In 1911, Patriarch Thirukkurungudi Vengaram Sundaram Iyengar laid the foundations for the group that would become an industrial power in independent India.

As a young timber merchant in Madurai, Sundaram Iyengar was fascinated by the shiny new cars that used to pass his yard at what seemed like a magical speed of 12 miles per hour.

He decided to import a couple of buses that could offer a greater number of people the experience of traveling by road at lightning speed. With two Dennis and Commer buses equipped with a chain drive that needed frequent overhauling and a top speed of 15 miles per hour, TVS started in 1912 what was perhaps the first passenger bus service in the country, between Madurai and Devakottai. The 64-mile journey cost a princely ₹ 4, but it came with a free meal.

In the days leading up to permits from the Regional Transportation Authorities and the Central Road Traffic Board, all that was needed to start a bus service was a complaint from a local police officer.

Within a year, passenger bus travel had become so popular that several new operators rushed and lowered fares to such an extent that TVS had to halt operations and switch to a new route, between Pudukottai and Thanjavur.

First diversification

This required TVS’s first commercial diversification. Since the roads were not built for vehicular traffic, the buses would wear out quickly. To reduce their maintenance cost, the only option was for the bus operator to double down as a highway contractor. By 1916, Sundaram Iyengar had begun importing and distributing Firestone tires and Ford and Graford truck components. In 1923, he became a sub-dealer of Chevrolet and that’s when TV Sundaram Iyengar and Sons was established.

In 1929, TVS secured a direct General Motors dealer for the Madurai, Tirunelveli, Ramnad, and Pudukottai regions. Despite the economic depression, sales beat expectations.

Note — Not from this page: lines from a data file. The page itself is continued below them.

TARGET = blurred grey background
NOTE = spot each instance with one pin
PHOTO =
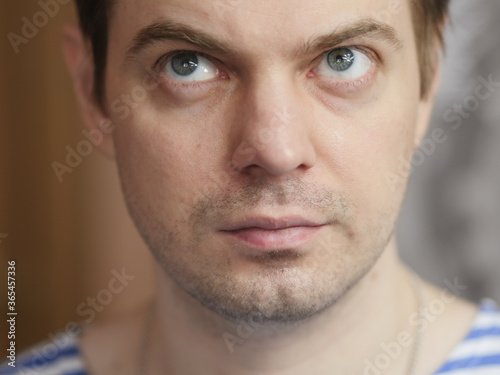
(450, 222)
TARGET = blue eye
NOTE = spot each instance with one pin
(190, 67)
(344, 64)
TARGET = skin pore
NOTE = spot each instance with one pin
(265, 127)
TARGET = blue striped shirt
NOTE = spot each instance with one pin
(477, 354)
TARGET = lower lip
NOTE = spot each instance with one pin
(276, 239)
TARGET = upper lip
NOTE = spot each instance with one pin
(270, 223)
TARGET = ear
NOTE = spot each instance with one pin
(79, 59)
(427, 105)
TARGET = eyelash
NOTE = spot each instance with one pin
(159, 65)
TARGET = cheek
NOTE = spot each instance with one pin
(363, 154)
(166, 159)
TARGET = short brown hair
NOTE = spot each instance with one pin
(428, 21)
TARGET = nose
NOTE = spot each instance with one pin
(273, 130)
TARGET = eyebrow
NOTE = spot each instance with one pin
(168, 30)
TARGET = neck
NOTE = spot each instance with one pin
(345, 338)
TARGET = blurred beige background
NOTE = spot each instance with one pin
(67, 237)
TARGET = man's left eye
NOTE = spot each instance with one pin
(344, 64)
(190, 67)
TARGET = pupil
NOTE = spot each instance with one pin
(185, 64)
(341, 59)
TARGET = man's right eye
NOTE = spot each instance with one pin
(190, 67)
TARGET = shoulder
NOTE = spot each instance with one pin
(479, 351)
(60, 355)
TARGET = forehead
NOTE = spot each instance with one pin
(257, 24)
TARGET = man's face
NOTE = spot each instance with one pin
(254, 160)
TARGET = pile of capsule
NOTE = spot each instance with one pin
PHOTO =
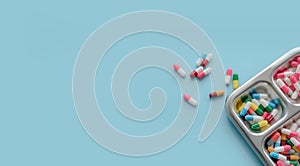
(283, 146)
(258, 110)
(287, 77)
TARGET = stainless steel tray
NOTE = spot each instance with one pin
(265, 77)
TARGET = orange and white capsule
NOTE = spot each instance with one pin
(179, 70)
(196, 72)
(204, 73)
(228, 76)
(190, 100)
(216, 93)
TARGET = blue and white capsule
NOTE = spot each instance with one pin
(245, 109)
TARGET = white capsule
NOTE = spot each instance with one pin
(199, 61)
(179, 70)
(190, 100)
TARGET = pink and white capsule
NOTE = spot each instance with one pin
(196, 72)
(190, 100)
(179, 70)
(295, 142)
(297, 72)
(288, 132)
(284, 74)
(285, 89)
(204, 73)
(295, 82)
(284, 148)
(288, 81)
(199, 62)
(207, 59)
(228, 76)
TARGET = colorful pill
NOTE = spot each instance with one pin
(196, 72)
(245, 109)
(278, 156)
(285, 89)
(254, 118)
(284, 148)
(278, 143)
(228, 76)
(260, 96)
(295, 83)
(190, 100)
(284, 74)
(295, 142)
(207, 59)
(256, 108)
(280, 163)
(273, 138)
(259, 125)
(235, 81)
(290, 163)
(288, 132)
(199, 62)
(204, 73)
(297, 72)
(216, 93)
(179, 70)
(265, 103)
(271, 116)
(294, 63)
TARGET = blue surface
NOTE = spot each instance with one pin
(39, 45)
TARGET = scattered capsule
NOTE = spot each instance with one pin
(207, 59)
(254, 118)
(196, 72)
(288, 132)
(235, 81)
(190, 100)
(216, 93)
(199, 62)
(245, 109)
(285, 89)
(204, 73)
(260, 96)
(179, 70)
(278, 156)
(228, 76)
(259, 125)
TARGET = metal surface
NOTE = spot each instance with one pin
(264, 78)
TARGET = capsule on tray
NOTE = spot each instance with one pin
(258, 110)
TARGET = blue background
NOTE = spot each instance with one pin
(39, 45)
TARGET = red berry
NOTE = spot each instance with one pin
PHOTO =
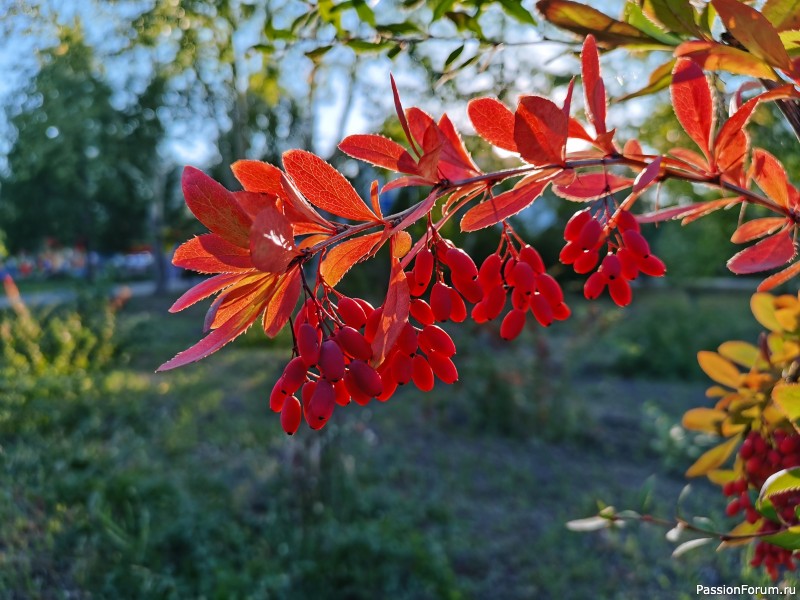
(353, 343)
(422, 373)
(291, 414)
(512, 324)
(436, 339)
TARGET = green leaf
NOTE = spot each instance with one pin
(515, 9)
(659, 79)
(633, 15)
(676, 15)
(787, 397)
(585, 20)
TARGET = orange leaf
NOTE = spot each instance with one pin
(493, 210)
(379, 151)
(593, 87)
(493, 122)
(325, 186)
(272, 242)
(258, 176)
(712, 56)
(209, 253)
(540, 131)
(769, 174)
(282, 304)
(757, 228)
(767, 254)
(778, 278)
(591, 186)
(395, 312)
(215, 207)
(753, 31)
(693, 102)
(340, 259)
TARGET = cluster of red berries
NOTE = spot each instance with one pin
(762, 458)
(628, 253)
(514, 269)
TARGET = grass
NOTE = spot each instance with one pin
(181, 485)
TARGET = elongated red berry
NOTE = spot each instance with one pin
(652, 265)
(353, 343)
(441, 301)
(402, 368)
(443, 367)
(541, 310)
(512, 324)
(352, 313)
(323, 401)
(530, 256)
(291, 415)
(294, 374)
(308, 344)
(421, 311)
(594, 285)
(366, 378)
(489, 273)
(422, 374)
(331, 361)
(423, 268)
(460, 261)
(458, 310)
(276, 397)
(436, 339)
(469, 288)
(620, 291)
(575, 225)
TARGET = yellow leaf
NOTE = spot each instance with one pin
(719, 369)
(713, 458)
(703, 419)
(763, 307)
(787, 398)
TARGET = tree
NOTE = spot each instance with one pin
(92, 162)
(261, 239)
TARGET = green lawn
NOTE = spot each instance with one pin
(131, 484)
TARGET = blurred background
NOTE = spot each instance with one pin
(119, 483)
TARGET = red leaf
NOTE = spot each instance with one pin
(282, 304)
(719, 57)
(591, 186)
(757, 228)
(647, 176)
(209, 253)
(258, 176)
(507, 204)
(215, 207)
(540, 131)
(778, 278)
(753, 31)
(203, 290)
(767, 254)
(379, 151)
(325, 186)
(395, 313)
(215, 340)
(693, 102)
(493, 122)
(769, 174)
(342, 257)
(272, 242)
(593, 87)
(690, 211)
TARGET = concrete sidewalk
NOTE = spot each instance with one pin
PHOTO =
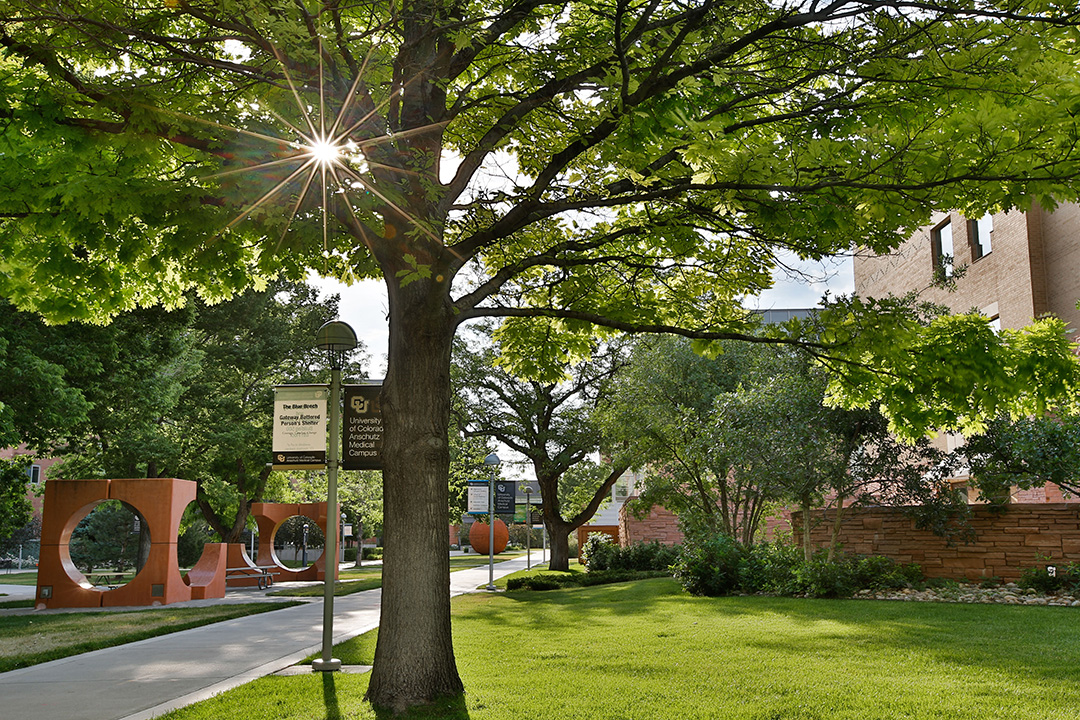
(144, 679)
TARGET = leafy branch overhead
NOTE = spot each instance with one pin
(636, 165)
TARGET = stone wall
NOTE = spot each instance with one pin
(1021, 537)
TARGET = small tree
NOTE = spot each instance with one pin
(552, 424)
(15, 508)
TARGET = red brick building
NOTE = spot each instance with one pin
(1017, 267)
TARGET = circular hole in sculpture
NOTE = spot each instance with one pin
(109, 545)
(298, 542)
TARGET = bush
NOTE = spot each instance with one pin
(770, 568)
(539, 582)
(601, 553)
(584, 580)
(826, 579)
(877, 572)
(710, 568)
(1066, 579)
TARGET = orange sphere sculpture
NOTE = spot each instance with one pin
(478, 535)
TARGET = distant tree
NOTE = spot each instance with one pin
(189, 393)
(1026, 452)
(15, 508)
(664, 404)
(551, 423)
(107, 538)
(732, 438)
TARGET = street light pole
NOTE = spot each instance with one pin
(493, 462)
(337, 340)
(528, 528)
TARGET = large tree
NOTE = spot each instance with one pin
(635, 164)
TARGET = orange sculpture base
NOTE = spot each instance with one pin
(161, 502)
(478, 535)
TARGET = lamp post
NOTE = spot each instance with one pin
(528, 528)
(341, 544)
(337, 340)
(493, 462)
(304, 545)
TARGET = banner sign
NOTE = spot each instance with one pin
(299, 426)
(505, 492)
(363, 428)
(477, 498)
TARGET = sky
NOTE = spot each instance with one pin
(364, 304)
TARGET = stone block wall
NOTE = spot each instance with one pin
(1022, 537)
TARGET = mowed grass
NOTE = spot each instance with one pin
(648, 651)
(26, 578)
(28, 639)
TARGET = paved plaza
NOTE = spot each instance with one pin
(144, 679)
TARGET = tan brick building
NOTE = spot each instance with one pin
(1018, 267)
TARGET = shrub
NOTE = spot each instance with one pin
(770, 568)
(877, 572)
(826, 579)
(601, 553)
(584, 580)
(1066, 578)
(710, 568)
(538, 583)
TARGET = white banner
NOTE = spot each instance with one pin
(299, 426)
(477, 498)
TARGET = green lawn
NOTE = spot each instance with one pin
(25, 578)
(28, 639)
(648, 651)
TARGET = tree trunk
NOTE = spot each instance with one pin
(807, 551)
(558, 535)
(414, 657)
(144, 545)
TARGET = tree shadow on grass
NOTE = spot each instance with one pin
(329, 697)
(1007, 640)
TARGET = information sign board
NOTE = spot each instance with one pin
(504, 494)
(363, 428)
(477, 498)
(299, 426)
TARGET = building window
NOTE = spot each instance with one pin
(979, 233)
(941, 239)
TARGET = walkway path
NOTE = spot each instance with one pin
(144, 679)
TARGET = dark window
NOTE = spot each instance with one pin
(941, 239)
(979, 233)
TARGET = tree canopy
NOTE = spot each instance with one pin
(630, 164)
(552, 424)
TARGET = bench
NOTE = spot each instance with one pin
(264, 576)
(110, 580)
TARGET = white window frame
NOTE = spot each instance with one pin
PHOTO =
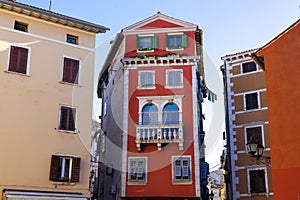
(148, 35)
(181, 181)
(167, 75)
(266, 180)
(139, 79)
(179, 49)
(248, 61)
(258, 101)
(62, 70)
(75, 119)
(262, 134)
(28, 59)
(137, 159)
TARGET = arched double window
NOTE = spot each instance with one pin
(171, 114)
(149, 114)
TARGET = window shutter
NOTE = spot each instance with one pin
(71, 118)
(137, 42)
(63, 118)
(184, 41)
(167, 41)
(54, 171)
(18, 59)
(155, 42)
(75, 170)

Sundaram Iyengar’s four sons joined the family business before they even finished school.

Of her three daughters, TS Soundram, a gynecologist, was a renowned Gandhian activist whose legacy lives on in southern Tamil Nadu. In 1947, Soundram and her Gandhian Dalit husband G Ramachandran started the model rural settlement, Gandhigram, based on the social and economic vision of Mahatma, near Dindugul.

Engineering culture

World War II required industrial innovations at TVS and sparked an engineering culture that would help the group win accolades such as the Deming Prize more than half a century later.

As gasoline freaked out during the war years, Sundaram Iyengar’s son TS Krishna (father of Sundram Fasteners President Suresh Krishna) designed and developed a gas plant to help power the vehicles with charcoal gas. instead of precious gasoline. At the time, TVS sold a whopping 12,000 units from the gas plant.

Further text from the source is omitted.